A small bug of lr_find

hhy · February 1, 2018, 11:13am

I just run the lesson1.ipynb, and I set the batchsize to 2,then when I run the lrf=learn.lr_find(). The tqdm play wrong. The code finish when the tqdm end with 44%. I don’t read the source code of fastai. Maybe the param total in tqdm is set in a wrong way?

And I can not run the learn.fit when I set the batchsize to 1. When I run the follow code.
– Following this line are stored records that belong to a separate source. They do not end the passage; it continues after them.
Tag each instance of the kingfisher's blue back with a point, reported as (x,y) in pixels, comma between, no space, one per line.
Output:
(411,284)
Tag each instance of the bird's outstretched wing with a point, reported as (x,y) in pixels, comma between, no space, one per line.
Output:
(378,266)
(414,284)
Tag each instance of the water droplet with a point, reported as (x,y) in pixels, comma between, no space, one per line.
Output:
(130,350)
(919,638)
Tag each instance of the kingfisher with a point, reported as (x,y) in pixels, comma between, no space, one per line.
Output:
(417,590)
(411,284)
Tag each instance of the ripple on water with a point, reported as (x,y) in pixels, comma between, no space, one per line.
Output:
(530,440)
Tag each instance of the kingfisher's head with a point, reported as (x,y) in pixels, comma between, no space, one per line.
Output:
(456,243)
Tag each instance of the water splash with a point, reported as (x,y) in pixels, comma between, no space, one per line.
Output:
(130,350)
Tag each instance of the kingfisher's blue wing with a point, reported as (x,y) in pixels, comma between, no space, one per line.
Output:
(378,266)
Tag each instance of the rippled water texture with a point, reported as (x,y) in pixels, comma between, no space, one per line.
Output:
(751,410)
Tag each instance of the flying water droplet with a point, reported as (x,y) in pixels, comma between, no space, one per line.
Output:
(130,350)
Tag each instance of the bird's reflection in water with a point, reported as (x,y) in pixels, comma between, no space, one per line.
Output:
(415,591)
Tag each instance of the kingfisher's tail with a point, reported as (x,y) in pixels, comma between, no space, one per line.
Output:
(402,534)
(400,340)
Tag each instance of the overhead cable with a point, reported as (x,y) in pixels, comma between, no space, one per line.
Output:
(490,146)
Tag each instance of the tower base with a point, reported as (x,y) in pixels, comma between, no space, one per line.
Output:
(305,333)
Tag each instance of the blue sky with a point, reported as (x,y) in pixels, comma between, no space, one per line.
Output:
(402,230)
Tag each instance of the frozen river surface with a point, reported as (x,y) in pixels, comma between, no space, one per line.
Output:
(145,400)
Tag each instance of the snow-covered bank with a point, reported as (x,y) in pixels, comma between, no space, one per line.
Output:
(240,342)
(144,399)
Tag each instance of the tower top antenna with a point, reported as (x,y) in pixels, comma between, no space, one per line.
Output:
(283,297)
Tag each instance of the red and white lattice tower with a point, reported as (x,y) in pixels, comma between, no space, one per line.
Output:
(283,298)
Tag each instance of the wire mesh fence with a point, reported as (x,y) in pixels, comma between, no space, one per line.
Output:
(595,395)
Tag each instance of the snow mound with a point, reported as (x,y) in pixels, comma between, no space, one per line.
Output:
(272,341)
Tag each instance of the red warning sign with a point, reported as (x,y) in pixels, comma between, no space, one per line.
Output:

It will raise a error:

learn.fit(5e-4, 2)

C:\ProgramData\Anaconda2\envs\fastai\lib\site-packages\torch\nn\functional.py in batch_norm(input, running_mean, running_var, weight, bias, training, momentum, eps)
1009 size = list(input.size())
1010 if reduce(mul, size[2:], size[0]) == 1:
-> 1011 raise ValueError(‘Expected more than 1 value per channel when training, got input size {}’.format(size))
1012 f = torch._C._functions.BatchNorm(running_mean, running_var, training, momentum, eps, torch.backends.cudnn.enabled)
1013 return f(input, weight, bias)

ValueError: Expected more than 1 value per channel when training, got input size [1, 1024]

THX

gdc · February 2, 2018, 1:44am

Hi,
i ran into this one too, it has to do with batch normalization which can’t run on batches of size 1.
basically batchnorm involves dividing by standard deviation of the batch (+ something small) and on a batch with 1 sample, standard deviation is 0.

you can find more information there:

so setting batch size to 1 can not work. also there’s a little catch: if your total number of training samples, modulo batch_size, is 1, then your last batch is of size 1 and you will get this error. so you have to take this in account when choosing a batch size (or remove 1 training sample).

concerning tqdm, not sure what you mean though ?

hhy · February 2, 2018, 3:19am

THX. The corner case you mentioned is interesting. I haven’t found these situation when I use tf.
And the tqdm display bug is when I run the code here:

arch=resnet34
data = ImageClassifierData.from_paths(PATH,bs=2, tfms=tfms_from_model(arch, sz))
learn = ConvLearner.pretrained(arch, data, precompute=True)
lrf=learn.lr_find()

When the code finish, the tqdm will show:
47%|███████████████████████████████▏ | 5441/11500 [02:56<03:16, 30.88it/s, loss=1.61]

So I think it may be wrong in the module when it set the total in tqdm.